A team from the federal Centers for Disease Control and Prevention is in West Virginia to help public health officials respond to an increase in HIV related to injection drug use in Cabell County. 

As of April 22, the state Department of Health and Human Resources (DHHR) was aware of 44 related cases of HIV, according to Allison Adler, spokeswoman for DHHR.

The Cabell-Huntington Health Department had reported 28 related cases tied to injection drug use as of late March. Needle sharing among people who use drugs can spread diseases like HIV.

Public health officials said, at the time, that all those diagnosed were Cabell County residents or diagnosed in Cabell County. 

Friday, Adler said that DHHR's Bureau for Public Health had requested a CDC "Epi-Aid" to help health officials in West Virginia. An Epi-Aid is "an investigation of an urgent public health problem," according to the CDC website, and would include people from the CDC with expertise in responding to HIV outbreaks. CDC officials did not respond to a request for comment Friday.

Adler said the team has been here for a week and will be here for two more weeks. Some of the team's goals, according to Adler, include: 

• helping the state learn to better track how new cases of HIV are being detected and whether related cases are in other counties or states.

• potentially helping public health officials here plan a study of people who inject drugs. The study would include HIV testing, interviews about injecting and sexual behavior, and referral to treatment if needed.

• figuring out whether sex workers are engaged with the health care system.
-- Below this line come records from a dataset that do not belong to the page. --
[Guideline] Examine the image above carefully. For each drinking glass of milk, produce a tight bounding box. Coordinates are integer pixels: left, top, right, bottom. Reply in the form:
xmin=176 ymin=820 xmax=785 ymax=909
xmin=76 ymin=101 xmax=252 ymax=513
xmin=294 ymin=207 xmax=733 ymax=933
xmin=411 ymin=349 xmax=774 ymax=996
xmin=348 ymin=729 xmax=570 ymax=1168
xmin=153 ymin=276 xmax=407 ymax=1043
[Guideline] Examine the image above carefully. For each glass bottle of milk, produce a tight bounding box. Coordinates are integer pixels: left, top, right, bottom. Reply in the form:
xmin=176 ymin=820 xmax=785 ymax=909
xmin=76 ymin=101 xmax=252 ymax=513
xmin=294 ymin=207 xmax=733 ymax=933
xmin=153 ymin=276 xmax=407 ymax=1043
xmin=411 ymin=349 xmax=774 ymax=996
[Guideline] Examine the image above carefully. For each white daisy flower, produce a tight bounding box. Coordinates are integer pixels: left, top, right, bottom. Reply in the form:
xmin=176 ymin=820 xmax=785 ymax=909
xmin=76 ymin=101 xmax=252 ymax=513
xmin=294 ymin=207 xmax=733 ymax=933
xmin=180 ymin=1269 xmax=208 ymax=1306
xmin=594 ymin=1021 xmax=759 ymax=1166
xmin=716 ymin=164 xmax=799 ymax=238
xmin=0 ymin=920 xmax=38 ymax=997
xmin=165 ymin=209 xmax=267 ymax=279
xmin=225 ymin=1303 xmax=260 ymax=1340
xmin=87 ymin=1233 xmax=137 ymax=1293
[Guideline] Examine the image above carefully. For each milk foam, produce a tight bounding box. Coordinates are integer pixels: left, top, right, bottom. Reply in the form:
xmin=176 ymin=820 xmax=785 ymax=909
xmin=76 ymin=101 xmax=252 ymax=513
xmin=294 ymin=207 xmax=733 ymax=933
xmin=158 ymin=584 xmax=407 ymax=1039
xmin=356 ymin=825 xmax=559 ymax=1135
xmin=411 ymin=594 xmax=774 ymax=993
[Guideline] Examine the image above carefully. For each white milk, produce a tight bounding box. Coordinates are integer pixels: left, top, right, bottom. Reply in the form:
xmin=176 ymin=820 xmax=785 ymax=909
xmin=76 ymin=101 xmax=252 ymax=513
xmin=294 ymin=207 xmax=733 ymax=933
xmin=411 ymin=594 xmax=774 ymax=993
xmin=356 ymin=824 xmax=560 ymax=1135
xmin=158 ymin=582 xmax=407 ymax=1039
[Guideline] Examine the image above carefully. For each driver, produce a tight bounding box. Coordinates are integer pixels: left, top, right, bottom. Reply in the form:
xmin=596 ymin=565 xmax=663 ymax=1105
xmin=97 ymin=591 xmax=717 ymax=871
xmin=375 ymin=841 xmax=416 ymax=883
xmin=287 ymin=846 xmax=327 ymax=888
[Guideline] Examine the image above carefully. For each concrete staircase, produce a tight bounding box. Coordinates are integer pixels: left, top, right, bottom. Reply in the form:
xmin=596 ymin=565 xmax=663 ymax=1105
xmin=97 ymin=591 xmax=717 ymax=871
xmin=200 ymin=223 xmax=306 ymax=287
• expanding the number of health clinics that offer pre-exposure prophylaxis (or PrEP) for people at risk of HIV. PrEP is a medication that can prevent HIV. 

Dr. Judith Feinberg, a professor in the West Virginia University School of Medicine and an HIV health care provider and researcher of more than 30 years, has said that West Virginia lacks enough health care providers knowledgeable about treating HIV. She has also said Medicaid and most commercial insurance covers PrEP, and that it's recommended for high-risk people, such as sex workers or those who inject drugs.

While HIV is treatable, it may be fatal if the person is not diagnosed and linked to care. Shannon McBee, senior epidemiologist at DHHR, has said people who use drugs can reduce risk by using clean needle programs where available. Research shows those programs stop the spread of HIV by reducing needle-sharing.

She has also said drug users can reduce chances by no longer injecting or by using only sterile needles, never sharing needles, cleaning their skin with a new alcohol swab before injecting, making sure not to get someone’s blood on their hand or their needle, disposing properly after one use, not giving needles away, getting tested at least once a year, and talking to their health care providers about pre-exposure prophylaxis, or PrEP.

All health departments in the state offer HIV testing. Some, including the Raleigh County Health Department, also offer prescriptions for PrEP.